The program, which will conduct pilot testing in Michigan and Pennsylvania starting next month, has continually raised privacy concerns since it was first announced. The online ID proposed for the program has been dubbed the “driver’s license for the Internet.” It seeks to provide people with an easy way to prove who they are online, allowing government agencies to offer faster and more secure services.
“The National Strategy for Trusted Identities in Cyberspace charts a course for the public and private sectors to collaborate to raise the level of trust associated with the identities of individuals, organizations, networks, services, and devices involved in online transactions,” the White House plan reads.
In Michigan, the state’s Department of Human Services will conduct the pilot test in connection with the Bridges program, an eligibility system for online registration of citizens applying for public assistance. With the NSTIC in place, the state will stop requiring all public assistance applicants from appearing in person for identity verification.
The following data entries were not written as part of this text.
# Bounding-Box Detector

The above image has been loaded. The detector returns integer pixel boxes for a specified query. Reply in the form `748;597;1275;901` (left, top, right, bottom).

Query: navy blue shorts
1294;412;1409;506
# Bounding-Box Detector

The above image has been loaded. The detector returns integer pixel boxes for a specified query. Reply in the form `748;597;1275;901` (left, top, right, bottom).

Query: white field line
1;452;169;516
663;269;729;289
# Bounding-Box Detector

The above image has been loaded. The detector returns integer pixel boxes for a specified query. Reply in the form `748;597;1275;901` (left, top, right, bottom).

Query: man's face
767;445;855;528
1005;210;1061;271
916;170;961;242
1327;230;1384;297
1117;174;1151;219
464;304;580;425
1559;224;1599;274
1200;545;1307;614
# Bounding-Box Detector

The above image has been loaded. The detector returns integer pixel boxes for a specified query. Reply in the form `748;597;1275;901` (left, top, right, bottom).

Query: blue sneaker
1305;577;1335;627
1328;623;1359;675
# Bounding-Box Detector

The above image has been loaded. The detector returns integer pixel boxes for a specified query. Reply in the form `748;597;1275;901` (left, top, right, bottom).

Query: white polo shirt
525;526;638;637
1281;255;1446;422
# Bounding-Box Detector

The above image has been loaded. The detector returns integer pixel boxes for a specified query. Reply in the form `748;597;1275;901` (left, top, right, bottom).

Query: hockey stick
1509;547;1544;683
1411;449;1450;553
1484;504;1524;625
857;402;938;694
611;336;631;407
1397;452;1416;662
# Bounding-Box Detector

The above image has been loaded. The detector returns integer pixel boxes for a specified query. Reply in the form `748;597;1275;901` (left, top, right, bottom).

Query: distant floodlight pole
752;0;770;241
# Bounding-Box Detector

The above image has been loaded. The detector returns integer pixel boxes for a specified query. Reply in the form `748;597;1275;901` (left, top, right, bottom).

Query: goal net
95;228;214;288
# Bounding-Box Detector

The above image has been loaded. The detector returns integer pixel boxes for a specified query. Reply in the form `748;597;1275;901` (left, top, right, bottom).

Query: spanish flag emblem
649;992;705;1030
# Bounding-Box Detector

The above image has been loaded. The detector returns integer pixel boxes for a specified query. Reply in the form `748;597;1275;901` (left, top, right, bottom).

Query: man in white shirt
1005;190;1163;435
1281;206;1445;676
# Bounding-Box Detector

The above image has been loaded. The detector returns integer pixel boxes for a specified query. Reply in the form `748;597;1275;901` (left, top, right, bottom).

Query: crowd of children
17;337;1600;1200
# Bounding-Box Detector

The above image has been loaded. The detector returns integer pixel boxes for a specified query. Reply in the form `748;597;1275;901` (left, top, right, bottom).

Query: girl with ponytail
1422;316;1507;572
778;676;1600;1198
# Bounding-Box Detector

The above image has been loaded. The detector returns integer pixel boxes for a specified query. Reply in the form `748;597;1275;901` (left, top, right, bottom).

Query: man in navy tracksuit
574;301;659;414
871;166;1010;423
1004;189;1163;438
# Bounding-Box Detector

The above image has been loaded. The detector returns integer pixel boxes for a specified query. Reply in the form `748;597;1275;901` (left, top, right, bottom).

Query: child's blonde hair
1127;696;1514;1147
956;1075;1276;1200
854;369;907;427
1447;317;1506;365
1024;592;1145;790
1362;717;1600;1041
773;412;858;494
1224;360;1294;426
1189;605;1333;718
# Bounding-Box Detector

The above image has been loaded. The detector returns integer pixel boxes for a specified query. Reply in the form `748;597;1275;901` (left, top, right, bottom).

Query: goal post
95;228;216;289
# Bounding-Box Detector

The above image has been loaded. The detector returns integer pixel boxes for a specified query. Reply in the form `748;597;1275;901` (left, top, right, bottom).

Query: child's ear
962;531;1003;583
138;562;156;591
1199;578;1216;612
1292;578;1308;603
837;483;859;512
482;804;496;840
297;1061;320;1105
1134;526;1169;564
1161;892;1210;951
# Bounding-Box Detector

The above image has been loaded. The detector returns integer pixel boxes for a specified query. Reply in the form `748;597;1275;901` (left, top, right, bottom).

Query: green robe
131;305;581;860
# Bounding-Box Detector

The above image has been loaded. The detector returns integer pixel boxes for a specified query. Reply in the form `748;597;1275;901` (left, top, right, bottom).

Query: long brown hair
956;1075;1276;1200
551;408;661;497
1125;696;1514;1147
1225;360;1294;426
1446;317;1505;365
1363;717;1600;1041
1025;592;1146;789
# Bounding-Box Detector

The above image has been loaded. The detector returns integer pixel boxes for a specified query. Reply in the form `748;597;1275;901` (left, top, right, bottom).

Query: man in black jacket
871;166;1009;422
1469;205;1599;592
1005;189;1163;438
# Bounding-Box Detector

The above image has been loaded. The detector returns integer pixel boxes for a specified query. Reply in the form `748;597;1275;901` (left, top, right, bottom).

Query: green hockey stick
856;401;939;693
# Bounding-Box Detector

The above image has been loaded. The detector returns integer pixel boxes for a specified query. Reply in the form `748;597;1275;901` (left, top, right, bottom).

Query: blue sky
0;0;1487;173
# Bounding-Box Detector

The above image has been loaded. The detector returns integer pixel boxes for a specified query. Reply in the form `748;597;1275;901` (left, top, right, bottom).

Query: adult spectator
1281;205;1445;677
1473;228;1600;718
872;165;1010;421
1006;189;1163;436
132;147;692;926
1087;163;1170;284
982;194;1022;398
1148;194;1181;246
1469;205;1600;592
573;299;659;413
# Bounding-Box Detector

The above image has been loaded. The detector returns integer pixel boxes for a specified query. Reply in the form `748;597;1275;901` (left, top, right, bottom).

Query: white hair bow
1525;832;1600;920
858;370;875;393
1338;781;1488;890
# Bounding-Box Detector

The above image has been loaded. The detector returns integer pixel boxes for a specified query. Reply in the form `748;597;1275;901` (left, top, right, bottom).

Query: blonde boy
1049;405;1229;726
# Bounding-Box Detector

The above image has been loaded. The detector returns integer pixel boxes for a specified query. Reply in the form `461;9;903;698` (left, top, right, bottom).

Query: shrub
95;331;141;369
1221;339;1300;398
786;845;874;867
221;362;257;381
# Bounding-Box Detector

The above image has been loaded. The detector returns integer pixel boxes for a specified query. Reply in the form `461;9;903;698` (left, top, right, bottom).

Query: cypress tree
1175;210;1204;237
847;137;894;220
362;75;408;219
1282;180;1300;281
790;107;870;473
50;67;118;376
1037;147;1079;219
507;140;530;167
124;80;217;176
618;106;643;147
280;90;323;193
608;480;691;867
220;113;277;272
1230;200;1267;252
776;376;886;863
In Pennsylvania, the NSTIC will provide residents with new IDs for conducting online transactions with government agencies such as the Public Welfare and Health departments. People would only need to sign up once for the program.
While the pilot tests only involves government agencies, the plan is to expand beyond, with the ID system becoming a requirement for most kinds of online transactions. “The private sector will lead the development of this Identity ecosystem, and it will own and operate the vast majority of the services within it. The Identity Ecosystem should be market-driven, and it should provide a foundation for the development of new and innovative services,” the White House said.
Not surprisingly, such a wide-reaching plan has raised concerns among privacy groups. In response to the release of the program’s first draft, the ACLU said: “While there are certainly many security problems on the Internet, the world is getting along fine without an online identity “ecosystem” and nothing should be considered that threatens these values. Certainly anything that resembles a national identity system or a ‘driver’s license for the Internet’ must be vehemently opposed.”
Why this is being pushed now, while people are becoming increasingly wary of NSA surveillance, is anybody’s guess. However, this doesn’t come as much of a surprise since the government continually stumbles when it comes to Internet PR.